Persistence & lifecycle

  • checkpoint() — write manifest+segments (or snapshot) and truncate the WAL.
  • compact() — rebuild indexes then checkpoint.
  • close() — checkpoint and release locks.
  • abandon() — testing hook that leaves recovery work in the WAL.
python
reader = elips.open("/tmp/elips-sdk", access_mode="read_only")
print(reader.vault("documents").seek_text("alpha", top=1)[0].data)

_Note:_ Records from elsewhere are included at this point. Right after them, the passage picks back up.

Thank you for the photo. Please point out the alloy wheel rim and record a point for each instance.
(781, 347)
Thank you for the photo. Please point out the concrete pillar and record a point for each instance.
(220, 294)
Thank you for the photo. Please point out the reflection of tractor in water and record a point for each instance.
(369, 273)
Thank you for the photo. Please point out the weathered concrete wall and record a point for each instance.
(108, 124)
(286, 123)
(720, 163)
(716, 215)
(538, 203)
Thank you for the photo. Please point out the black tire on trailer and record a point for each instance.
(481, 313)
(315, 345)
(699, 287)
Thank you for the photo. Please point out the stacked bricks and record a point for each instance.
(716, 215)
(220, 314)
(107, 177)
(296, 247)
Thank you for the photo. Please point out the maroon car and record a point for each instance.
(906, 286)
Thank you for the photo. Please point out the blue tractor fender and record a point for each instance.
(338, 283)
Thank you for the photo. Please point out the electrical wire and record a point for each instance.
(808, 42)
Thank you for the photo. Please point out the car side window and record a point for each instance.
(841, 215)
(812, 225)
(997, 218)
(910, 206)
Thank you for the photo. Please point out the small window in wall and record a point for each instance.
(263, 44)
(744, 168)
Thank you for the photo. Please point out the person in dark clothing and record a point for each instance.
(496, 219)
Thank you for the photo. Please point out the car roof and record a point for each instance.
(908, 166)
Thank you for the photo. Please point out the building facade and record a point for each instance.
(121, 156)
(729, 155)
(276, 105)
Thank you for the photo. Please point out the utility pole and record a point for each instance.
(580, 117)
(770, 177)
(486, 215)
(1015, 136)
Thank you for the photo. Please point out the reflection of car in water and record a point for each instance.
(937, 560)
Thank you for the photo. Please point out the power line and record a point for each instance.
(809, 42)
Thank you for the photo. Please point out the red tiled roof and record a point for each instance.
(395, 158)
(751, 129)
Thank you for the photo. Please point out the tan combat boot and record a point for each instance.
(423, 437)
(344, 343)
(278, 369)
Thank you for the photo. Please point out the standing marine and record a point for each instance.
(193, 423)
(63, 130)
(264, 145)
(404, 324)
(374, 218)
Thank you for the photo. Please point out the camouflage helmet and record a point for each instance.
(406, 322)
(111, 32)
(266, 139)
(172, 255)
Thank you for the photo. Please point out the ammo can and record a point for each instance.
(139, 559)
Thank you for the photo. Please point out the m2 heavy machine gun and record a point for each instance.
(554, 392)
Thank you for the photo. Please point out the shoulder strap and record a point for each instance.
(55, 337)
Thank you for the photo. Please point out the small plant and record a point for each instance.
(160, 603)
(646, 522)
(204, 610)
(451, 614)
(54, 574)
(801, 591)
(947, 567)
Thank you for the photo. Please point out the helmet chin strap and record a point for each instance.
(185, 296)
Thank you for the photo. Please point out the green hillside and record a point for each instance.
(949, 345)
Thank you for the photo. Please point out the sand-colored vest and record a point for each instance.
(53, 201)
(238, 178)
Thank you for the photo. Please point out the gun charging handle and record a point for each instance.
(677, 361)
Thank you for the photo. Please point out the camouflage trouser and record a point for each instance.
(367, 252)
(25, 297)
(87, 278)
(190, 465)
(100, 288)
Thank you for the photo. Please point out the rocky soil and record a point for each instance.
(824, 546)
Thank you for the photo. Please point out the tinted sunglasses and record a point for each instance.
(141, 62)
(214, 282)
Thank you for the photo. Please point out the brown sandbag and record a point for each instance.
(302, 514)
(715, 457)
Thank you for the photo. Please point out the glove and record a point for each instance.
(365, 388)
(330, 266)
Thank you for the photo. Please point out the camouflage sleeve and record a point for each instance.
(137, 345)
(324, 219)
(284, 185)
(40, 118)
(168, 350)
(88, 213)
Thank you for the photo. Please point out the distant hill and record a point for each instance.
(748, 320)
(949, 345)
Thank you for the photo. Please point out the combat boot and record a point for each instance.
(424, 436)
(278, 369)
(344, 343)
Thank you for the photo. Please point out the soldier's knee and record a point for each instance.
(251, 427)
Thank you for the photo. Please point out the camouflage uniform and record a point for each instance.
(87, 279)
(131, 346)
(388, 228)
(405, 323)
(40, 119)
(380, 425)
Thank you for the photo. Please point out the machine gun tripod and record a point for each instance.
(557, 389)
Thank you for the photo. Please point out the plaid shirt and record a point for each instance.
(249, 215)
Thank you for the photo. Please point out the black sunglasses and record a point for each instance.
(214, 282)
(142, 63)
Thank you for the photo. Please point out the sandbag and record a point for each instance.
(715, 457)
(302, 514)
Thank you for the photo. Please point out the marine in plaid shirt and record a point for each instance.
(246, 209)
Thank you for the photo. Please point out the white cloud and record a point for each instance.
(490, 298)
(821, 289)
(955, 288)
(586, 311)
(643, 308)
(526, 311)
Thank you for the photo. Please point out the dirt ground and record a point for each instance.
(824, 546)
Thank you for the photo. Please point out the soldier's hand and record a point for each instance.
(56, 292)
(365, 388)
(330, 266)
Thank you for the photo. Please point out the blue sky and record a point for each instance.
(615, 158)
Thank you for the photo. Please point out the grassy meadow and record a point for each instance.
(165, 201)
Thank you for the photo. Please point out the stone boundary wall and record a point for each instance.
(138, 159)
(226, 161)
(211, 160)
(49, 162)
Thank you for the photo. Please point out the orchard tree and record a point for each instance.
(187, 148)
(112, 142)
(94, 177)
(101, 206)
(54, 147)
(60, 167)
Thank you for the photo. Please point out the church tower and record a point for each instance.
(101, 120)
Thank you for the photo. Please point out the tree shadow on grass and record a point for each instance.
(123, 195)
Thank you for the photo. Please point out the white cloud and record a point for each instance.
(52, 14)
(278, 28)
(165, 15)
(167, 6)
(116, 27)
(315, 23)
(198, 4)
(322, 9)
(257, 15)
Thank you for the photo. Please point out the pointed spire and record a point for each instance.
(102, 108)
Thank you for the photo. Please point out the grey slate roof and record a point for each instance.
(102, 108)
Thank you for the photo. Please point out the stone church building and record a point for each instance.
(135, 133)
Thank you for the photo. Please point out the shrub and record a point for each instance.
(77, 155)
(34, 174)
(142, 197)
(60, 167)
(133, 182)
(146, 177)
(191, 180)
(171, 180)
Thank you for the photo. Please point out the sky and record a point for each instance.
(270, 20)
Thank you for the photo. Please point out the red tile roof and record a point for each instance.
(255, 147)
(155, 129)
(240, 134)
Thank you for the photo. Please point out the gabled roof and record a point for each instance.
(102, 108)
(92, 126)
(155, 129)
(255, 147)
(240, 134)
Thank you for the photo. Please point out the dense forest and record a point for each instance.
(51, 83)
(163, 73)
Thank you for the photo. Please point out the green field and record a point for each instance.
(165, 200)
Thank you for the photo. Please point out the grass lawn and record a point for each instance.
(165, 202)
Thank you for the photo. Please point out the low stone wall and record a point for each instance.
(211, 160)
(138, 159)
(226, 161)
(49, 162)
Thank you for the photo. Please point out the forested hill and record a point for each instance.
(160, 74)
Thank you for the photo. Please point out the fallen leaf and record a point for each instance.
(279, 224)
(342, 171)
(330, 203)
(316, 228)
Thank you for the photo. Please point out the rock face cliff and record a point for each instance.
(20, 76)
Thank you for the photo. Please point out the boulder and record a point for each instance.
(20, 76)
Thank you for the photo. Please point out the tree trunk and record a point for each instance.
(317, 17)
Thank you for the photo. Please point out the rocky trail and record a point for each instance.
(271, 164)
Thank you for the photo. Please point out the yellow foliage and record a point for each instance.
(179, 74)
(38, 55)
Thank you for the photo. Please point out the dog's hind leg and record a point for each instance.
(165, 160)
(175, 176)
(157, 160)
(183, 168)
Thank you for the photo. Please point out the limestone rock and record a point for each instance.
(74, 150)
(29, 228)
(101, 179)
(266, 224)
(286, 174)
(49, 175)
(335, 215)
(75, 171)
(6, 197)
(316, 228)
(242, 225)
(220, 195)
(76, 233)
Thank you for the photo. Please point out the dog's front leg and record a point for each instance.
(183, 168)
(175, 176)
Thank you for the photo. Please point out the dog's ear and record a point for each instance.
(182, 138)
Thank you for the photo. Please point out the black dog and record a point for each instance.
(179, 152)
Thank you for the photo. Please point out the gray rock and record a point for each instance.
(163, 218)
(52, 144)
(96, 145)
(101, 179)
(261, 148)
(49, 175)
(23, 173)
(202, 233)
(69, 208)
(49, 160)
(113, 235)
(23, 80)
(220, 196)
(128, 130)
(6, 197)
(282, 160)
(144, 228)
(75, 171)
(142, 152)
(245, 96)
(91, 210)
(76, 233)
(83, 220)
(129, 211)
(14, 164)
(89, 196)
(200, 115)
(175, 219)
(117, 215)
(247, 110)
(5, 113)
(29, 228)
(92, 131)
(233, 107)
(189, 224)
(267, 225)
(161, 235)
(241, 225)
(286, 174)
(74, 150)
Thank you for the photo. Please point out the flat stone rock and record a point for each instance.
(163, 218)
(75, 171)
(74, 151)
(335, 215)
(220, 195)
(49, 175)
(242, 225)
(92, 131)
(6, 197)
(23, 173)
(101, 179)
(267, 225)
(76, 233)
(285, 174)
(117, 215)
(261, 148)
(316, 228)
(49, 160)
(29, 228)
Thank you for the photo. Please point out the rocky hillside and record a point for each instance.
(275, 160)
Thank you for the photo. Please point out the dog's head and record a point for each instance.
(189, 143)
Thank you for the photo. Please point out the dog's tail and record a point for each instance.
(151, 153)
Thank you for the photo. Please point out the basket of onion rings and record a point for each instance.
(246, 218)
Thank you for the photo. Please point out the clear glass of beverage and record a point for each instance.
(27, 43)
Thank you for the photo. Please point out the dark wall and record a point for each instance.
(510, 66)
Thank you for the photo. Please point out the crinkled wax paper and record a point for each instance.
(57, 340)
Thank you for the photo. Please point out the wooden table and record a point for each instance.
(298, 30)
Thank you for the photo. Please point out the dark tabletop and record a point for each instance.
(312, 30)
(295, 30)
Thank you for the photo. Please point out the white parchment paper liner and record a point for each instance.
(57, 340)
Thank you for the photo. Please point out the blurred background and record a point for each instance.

Read-only opens take a shared advisory lock and reject place, place_document, erase, rebuild_index, and compaction-driven mutation with StorageError.

Errors

  • ConfigError — invalid config, dimension mismatch, missing text embedder on text-first calls, or read-only open against a missing database.
  • DimensionMismatch / InvalidVector — eager-validated on every place.
  • LockConflict — another writer already holds the database.
  • StorageError — IO failure or mutation attempted in read-only mode.
  • NotFound — missing record.
  • ParseError — malformed EQL.

Typing

The package ships py.typed and a complete _core.pyi stub, including the modern wrapper classes, so IDEs and type checkers see the full public API.

Pitfalls

  • Calling seek_text / place_document without a configured embedder raises ConfigError — by design, not silent fallback.
  • Reopening a database that was created with a Python-callable embedder requires the same callable; without it text-first APIs fail.
  • ":memory:" opens require dimension > 0 every time.
  • Only one read-write opener at a time per database directory. Use access_mode="read_only" for shared-reader serving.